Worth a Thousand Words: Crime Scenes Represented by Photojournalists and Forensic Photographers in Brazil
Why this work is in the frame
A frame that forgets how it found something cannot be audited. These are the routes that admitted this work.
Bibliographic record
Abstract
This article compares how crime scenes are represented by photojournalists and forensic photographers in the city of Brasília. It starts from the premise that crime scene photography adheres to the social and professional contexts of the professional group that is taking it who, in turn, determines its identities, practices and conventions. The methodology consists of an analysis of 168 photos taken of three cases of femicide that occurred between 2016 and 2019, and in-depth interviews conducted with three photojournalists and three forensic photographers.

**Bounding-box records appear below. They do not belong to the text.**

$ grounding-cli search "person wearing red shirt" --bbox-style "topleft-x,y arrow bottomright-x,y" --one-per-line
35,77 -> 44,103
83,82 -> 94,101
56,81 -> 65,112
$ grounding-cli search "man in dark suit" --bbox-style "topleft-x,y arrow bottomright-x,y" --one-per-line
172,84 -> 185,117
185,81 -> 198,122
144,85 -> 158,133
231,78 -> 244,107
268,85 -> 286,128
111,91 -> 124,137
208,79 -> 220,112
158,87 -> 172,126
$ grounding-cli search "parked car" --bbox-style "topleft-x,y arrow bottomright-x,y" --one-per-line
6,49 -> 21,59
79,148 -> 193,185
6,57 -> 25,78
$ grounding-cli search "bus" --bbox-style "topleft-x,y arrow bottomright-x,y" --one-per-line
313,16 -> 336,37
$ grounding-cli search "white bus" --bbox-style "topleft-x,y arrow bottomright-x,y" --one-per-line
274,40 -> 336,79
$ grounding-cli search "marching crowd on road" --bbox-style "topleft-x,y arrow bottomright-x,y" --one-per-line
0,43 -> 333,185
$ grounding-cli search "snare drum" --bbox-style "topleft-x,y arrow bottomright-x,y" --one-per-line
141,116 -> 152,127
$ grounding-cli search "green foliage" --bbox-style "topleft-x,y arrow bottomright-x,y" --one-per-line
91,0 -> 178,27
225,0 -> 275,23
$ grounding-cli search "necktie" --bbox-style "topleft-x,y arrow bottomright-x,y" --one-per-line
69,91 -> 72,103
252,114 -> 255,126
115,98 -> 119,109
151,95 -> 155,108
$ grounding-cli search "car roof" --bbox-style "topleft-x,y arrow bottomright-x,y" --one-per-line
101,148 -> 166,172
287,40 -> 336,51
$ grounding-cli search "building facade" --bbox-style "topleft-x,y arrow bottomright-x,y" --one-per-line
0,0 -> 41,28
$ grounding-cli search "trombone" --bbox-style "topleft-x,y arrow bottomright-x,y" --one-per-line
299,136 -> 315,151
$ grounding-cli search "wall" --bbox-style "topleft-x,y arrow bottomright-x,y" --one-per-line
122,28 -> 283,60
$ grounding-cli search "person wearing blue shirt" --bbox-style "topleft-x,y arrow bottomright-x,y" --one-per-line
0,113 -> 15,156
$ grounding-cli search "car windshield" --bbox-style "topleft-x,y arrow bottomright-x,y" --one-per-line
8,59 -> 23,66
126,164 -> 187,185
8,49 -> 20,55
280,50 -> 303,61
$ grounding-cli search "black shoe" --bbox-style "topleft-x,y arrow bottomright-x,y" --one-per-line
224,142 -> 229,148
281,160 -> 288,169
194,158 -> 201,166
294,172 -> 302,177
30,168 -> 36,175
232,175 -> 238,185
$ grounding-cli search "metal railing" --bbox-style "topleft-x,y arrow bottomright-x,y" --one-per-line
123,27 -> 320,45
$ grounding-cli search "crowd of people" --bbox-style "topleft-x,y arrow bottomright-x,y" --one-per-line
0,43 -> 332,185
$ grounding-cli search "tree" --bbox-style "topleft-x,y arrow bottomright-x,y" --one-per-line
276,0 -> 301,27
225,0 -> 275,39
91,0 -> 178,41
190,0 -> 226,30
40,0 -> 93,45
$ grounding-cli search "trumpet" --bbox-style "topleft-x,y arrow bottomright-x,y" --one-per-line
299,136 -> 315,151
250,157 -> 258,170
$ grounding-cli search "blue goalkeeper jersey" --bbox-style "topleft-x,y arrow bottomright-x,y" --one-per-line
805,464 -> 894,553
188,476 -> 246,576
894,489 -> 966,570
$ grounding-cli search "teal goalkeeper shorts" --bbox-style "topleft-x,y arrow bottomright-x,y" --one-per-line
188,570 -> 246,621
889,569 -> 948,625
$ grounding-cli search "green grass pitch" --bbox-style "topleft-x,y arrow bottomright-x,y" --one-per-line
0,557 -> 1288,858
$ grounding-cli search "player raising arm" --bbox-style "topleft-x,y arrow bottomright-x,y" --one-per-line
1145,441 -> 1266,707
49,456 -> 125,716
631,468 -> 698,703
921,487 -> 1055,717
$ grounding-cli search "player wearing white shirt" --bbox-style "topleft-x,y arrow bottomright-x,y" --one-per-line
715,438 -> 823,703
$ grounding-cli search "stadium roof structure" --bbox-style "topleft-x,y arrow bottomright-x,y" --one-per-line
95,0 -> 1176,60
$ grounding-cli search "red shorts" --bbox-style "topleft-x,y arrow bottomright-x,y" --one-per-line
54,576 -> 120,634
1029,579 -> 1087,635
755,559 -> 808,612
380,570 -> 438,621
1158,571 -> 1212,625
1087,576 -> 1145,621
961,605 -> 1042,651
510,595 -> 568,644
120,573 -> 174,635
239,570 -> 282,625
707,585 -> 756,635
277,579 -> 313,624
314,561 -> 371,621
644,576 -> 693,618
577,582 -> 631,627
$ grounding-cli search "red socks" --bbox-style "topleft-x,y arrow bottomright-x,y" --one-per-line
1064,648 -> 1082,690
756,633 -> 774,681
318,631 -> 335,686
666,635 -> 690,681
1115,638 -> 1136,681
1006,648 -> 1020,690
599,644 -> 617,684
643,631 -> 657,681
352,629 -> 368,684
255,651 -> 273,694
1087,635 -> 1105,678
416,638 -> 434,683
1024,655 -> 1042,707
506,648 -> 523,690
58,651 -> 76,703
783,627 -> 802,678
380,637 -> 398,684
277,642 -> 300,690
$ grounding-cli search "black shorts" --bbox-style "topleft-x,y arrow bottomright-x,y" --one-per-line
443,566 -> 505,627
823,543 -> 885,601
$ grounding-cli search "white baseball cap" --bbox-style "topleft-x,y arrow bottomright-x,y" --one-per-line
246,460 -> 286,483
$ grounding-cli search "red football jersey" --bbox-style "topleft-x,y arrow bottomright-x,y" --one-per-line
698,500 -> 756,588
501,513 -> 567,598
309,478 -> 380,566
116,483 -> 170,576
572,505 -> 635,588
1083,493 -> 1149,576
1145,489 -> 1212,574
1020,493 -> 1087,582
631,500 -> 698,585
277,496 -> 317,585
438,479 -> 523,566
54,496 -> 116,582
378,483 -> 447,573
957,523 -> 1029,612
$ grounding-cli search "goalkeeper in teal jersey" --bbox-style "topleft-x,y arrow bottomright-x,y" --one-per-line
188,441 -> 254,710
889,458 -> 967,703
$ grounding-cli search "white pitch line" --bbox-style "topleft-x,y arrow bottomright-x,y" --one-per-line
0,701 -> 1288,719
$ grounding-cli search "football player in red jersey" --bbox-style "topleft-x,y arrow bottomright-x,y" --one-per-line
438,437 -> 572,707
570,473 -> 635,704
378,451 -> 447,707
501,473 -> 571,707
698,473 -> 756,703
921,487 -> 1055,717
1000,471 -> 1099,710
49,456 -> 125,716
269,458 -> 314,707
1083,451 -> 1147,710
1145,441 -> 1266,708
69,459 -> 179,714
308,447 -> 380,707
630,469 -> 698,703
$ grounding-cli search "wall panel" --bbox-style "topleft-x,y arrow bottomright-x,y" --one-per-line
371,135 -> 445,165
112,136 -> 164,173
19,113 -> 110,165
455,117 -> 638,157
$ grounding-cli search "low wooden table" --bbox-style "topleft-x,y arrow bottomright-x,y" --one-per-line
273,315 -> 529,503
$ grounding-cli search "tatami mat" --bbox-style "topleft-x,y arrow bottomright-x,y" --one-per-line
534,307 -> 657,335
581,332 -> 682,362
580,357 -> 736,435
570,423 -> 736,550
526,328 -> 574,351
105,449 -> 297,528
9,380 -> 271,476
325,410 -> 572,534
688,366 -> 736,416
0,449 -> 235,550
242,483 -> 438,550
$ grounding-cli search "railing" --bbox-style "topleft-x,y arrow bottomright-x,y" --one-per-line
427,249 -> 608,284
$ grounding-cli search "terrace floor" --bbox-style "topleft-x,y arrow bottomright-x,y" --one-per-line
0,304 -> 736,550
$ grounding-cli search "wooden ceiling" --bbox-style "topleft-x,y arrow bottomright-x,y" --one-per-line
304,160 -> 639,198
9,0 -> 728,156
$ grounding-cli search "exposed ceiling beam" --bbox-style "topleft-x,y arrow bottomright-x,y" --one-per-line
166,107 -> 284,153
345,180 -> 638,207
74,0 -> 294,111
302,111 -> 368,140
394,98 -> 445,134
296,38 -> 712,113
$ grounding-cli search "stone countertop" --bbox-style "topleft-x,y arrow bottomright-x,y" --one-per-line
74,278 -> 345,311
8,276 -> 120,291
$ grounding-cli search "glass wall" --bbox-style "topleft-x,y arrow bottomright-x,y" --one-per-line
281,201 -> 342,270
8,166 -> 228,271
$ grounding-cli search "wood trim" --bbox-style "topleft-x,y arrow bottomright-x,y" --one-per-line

News photographs place their importance on the selection of information that is going to be shown to their audience, usually choosing people and elements that evoke emotions. Forensic photographers emphasize documentation and control, using high-angle shots to capture everything. Both fields claim objectivity in their production, but in opposite ways, as forensic photography attempts to prove what is shown, and news photography hides and distorts elements to appeal to its audience. This paper looks at the role photography plays in building social reality, showing the same scene from the same incident and how its representation may differ according to who makes the image, the protocols they follow, and also who these images are taken for.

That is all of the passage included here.